En reprise, vous achetez un chiffre d’affaires constaté, une clientèle qui a déjà pris ses habitudes, une équipe formée et un emplacement dont la performance est mesurée sur plusieurs exercices. Ce qui reste à démontrer, c’est votre capacité à ne pas casser ce qui marche.

Le point de bascule est le besoin en trésorerie

Une ouverture supporte trois charges qu’une reprise n’a pas : le droit d’entrée plein tarif, l’investissement d’aménagement complet, et surtout les mois de sous-régime avant d’atteindre le point mort. C’est cette troisième charge qu’on sous-estime. Elle ne figure pas dans le plan d’investissement, elle apparaît dans le plan de trésorerie — et c’est elle qui met en difficulté les créations qui échouent.

Une reprise se paie plus cher à l’entrée, mais génère de la trésorerie dès le premier mois. À apport égal, le repreneur d’une unité rentable dort mieux que le créateur d’une unité qui monte en charge.

Les banques ne lisent pas les deux dossiers de la même façon

Un dossier de création s’apprécie sur un prévisionnel et sur la solidité du réseau. Un dossier de reprise s’apprécie sur trois bilans réels et sur la capacité de remboursement qu’ils démontrent. Le second est plus facile à instruire : le banquier n’a pas à croire, il a à vérifier.

En pratique, les taux d’apport demandés sont proches — de l’ordre de 30 % du prix —, mais l’instruction est plus rapide et l’accord plus fréquent sur une affaire dont l’excédent brut d’exploitation est déjà là.

Ce que la reprise vous impose en plus

Deux contraintes n’existent pas en création.

L’agrément du franchiseur. Le cédant ne choisit pas librement son repreneur : le réseau valide le candidat, parfois avec un droit de préemption. C’est un passage obligé, pas une formalité.

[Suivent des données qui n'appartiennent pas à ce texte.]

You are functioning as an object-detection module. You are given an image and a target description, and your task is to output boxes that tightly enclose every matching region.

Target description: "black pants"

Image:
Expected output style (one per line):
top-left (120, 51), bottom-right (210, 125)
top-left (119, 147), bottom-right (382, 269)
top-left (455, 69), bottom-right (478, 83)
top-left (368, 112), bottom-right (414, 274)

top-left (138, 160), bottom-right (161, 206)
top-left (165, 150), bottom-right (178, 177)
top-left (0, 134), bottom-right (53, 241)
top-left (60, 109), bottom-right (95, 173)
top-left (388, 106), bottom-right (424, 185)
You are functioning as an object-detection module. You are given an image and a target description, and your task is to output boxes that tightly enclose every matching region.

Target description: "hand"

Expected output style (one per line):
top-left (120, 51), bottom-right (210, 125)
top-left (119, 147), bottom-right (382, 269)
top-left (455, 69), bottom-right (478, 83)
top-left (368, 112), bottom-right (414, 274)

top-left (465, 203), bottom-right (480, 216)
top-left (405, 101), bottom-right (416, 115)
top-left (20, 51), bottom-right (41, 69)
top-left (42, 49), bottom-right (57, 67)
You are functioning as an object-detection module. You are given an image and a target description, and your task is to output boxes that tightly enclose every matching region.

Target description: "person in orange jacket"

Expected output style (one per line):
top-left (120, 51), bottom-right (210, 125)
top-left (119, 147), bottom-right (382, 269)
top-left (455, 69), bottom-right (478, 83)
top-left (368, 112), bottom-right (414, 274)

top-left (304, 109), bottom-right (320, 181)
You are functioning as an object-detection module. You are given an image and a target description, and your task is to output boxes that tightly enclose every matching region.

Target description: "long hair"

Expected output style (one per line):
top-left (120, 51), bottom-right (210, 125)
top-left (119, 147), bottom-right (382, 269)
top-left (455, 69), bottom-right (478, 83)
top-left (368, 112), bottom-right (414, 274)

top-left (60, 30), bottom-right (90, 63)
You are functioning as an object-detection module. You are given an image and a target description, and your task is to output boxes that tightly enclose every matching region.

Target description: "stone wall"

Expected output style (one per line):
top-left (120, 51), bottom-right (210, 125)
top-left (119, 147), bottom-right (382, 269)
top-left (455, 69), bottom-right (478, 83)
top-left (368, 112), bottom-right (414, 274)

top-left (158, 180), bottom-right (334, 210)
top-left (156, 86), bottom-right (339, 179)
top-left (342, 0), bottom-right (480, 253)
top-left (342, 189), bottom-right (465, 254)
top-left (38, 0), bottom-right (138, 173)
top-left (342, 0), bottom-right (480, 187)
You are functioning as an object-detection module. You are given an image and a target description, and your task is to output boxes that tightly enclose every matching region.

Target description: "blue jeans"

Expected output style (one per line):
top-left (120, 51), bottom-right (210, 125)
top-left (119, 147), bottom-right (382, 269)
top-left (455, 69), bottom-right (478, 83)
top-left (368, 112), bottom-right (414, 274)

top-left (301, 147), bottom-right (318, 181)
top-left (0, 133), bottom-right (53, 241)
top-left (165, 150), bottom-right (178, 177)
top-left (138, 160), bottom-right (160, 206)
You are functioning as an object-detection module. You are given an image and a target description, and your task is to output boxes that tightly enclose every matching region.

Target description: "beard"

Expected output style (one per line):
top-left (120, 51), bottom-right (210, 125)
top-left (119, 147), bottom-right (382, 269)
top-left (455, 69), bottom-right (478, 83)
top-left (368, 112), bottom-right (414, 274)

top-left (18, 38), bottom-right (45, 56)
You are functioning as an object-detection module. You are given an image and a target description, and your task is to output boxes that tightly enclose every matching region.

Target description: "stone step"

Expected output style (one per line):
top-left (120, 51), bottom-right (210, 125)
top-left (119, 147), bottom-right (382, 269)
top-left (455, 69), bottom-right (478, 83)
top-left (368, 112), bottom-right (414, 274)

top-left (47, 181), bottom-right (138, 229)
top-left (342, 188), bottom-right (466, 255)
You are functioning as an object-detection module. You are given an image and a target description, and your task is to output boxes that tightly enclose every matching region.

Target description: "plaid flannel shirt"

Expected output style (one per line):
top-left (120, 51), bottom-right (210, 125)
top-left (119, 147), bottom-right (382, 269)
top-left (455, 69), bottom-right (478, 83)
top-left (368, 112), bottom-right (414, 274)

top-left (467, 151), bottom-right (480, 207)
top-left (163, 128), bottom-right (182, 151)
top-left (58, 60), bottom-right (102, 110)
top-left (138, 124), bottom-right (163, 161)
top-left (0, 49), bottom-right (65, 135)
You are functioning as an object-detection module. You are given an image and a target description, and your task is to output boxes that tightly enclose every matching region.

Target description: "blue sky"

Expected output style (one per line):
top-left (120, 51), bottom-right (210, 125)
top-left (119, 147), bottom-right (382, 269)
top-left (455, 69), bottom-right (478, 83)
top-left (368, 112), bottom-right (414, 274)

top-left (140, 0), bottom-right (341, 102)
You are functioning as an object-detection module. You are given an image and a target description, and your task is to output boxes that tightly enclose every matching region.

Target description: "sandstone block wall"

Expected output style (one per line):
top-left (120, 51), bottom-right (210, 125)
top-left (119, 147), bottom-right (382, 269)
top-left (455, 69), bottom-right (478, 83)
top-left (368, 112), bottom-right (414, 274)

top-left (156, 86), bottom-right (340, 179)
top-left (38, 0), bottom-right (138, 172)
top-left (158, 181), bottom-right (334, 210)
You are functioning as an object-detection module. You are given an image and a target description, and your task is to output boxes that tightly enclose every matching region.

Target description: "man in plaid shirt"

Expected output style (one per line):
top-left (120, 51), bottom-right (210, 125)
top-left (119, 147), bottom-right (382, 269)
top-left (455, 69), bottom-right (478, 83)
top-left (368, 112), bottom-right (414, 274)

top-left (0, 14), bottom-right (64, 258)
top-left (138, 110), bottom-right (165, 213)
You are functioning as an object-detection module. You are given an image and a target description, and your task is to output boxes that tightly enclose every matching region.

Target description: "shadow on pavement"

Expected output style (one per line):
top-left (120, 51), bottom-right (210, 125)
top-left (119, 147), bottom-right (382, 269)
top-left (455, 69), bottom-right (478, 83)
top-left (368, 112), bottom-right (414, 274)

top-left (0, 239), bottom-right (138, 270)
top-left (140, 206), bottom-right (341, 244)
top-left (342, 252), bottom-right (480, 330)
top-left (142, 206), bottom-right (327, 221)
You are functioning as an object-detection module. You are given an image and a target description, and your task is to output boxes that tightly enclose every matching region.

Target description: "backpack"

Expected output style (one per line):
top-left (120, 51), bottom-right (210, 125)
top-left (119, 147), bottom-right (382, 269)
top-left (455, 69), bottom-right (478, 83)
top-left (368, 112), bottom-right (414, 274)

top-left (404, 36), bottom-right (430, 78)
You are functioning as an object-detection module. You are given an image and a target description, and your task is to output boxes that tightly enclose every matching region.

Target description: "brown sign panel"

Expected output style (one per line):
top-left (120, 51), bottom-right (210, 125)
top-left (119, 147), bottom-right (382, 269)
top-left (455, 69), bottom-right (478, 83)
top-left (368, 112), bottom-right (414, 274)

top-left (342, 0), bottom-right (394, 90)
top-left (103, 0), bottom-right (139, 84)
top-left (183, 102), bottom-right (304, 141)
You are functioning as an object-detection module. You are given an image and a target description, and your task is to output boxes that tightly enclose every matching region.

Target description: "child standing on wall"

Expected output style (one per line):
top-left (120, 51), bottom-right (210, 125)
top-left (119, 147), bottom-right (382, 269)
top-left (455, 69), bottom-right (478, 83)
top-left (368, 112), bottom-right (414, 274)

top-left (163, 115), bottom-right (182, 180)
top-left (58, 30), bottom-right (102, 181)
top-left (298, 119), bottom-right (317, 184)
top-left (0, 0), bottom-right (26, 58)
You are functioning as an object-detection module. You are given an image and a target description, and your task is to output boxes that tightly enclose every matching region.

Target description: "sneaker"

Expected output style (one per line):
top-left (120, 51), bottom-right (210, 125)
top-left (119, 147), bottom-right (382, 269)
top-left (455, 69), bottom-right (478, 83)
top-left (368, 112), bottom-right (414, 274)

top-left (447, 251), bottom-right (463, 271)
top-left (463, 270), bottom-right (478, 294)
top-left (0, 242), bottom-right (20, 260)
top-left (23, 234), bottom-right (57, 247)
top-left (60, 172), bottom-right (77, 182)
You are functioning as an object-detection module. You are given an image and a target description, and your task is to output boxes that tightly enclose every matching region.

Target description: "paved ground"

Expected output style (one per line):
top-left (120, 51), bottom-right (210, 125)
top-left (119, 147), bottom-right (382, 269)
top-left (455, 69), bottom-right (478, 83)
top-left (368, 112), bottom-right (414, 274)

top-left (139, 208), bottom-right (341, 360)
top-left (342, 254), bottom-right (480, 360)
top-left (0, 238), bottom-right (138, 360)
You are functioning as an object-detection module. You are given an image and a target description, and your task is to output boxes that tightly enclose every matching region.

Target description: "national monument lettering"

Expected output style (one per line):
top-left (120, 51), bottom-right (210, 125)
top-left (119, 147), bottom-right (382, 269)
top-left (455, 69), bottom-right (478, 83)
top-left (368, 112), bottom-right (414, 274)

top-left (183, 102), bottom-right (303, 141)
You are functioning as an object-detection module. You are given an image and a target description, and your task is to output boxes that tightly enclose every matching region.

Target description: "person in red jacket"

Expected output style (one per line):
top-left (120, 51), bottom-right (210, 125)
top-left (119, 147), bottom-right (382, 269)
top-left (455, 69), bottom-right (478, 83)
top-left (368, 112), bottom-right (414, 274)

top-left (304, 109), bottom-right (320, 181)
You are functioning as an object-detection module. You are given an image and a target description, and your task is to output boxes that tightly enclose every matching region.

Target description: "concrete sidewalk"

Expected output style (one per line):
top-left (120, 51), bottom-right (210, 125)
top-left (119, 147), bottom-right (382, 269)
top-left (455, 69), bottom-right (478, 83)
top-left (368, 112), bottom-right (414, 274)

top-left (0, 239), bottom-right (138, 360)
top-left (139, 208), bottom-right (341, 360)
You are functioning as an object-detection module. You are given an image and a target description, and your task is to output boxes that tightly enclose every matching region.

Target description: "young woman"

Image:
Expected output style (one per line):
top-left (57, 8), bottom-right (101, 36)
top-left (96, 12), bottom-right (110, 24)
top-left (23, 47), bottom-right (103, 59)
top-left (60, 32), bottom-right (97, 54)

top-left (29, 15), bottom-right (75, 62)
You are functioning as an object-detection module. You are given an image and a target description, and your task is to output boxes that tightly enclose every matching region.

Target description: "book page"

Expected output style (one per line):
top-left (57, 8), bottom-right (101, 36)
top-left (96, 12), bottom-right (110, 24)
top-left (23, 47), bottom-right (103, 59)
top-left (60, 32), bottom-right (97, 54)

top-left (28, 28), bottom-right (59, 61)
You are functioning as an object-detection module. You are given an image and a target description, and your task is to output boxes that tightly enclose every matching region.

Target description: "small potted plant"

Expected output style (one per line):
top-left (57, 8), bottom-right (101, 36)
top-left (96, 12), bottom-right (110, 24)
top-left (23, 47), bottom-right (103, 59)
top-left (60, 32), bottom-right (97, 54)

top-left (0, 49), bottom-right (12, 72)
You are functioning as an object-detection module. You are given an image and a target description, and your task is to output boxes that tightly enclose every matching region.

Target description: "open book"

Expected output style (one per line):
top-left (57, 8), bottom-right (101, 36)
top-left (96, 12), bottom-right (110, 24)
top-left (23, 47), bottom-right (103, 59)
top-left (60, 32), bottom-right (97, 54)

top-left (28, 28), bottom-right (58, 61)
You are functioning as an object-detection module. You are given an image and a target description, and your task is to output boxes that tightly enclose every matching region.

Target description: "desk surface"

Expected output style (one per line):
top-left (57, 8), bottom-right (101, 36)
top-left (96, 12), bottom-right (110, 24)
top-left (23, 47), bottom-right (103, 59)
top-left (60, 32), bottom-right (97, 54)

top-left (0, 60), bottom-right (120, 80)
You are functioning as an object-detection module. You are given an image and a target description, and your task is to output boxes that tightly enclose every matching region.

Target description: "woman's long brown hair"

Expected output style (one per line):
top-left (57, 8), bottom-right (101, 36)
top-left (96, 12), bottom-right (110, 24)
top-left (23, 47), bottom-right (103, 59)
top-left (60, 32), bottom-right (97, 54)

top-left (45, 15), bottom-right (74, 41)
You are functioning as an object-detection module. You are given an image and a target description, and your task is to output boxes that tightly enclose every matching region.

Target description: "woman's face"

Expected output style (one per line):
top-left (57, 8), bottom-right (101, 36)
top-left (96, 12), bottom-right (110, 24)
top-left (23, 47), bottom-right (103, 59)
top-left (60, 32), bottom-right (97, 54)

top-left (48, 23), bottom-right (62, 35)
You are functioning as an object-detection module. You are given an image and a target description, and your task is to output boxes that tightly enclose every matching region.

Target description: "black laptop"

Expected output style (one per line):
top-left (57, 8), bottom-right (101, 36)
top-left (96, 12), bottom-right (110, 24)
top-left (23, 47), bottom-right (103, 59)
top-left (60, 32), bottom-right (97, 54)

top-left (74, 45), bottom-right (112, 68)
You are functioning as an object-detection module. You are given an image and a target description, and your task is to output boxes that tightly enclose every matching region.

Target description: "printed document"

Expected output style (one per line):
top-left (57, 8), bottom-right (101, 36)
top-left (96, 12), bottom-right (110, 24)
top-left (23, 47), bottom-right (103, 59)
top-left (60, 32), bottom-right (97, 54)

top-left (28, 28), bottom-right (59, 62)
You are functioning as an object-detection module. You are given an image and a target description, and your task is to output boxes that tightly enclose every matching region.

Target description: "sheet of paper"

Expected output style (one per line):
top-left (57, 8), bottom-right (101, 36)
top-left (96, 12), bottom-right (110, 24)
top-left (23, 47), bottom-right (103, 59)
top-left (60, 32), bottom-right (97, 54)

La reprise d’une histoire. Une équipe en place a ses habitudes, parfois ses arrangements. Un fonds de commerce porte les traces des choix de son exploitant. On n’achète jamais une page blanche, et c’est aussi bien : une page blanche ne produit rien la première année.

Comment se décider

Posez-vous la question dans cet ordre. Combien de mois de trésorerie pouvez-vous tenir sans revenu ? Si la réponse est « peu », la reprise s’impose. Cherchez-vous à imprimer votre marque sur un point de vente ou à racheter un revenu ? Si c’est le revenu, la reprise s’impose aussi.

La création garde un avantage : elle coûte moins cher à l’entrée et laisse choisir son emplacement. Elle suppose simplement d’avoir les reins pour financer le temps.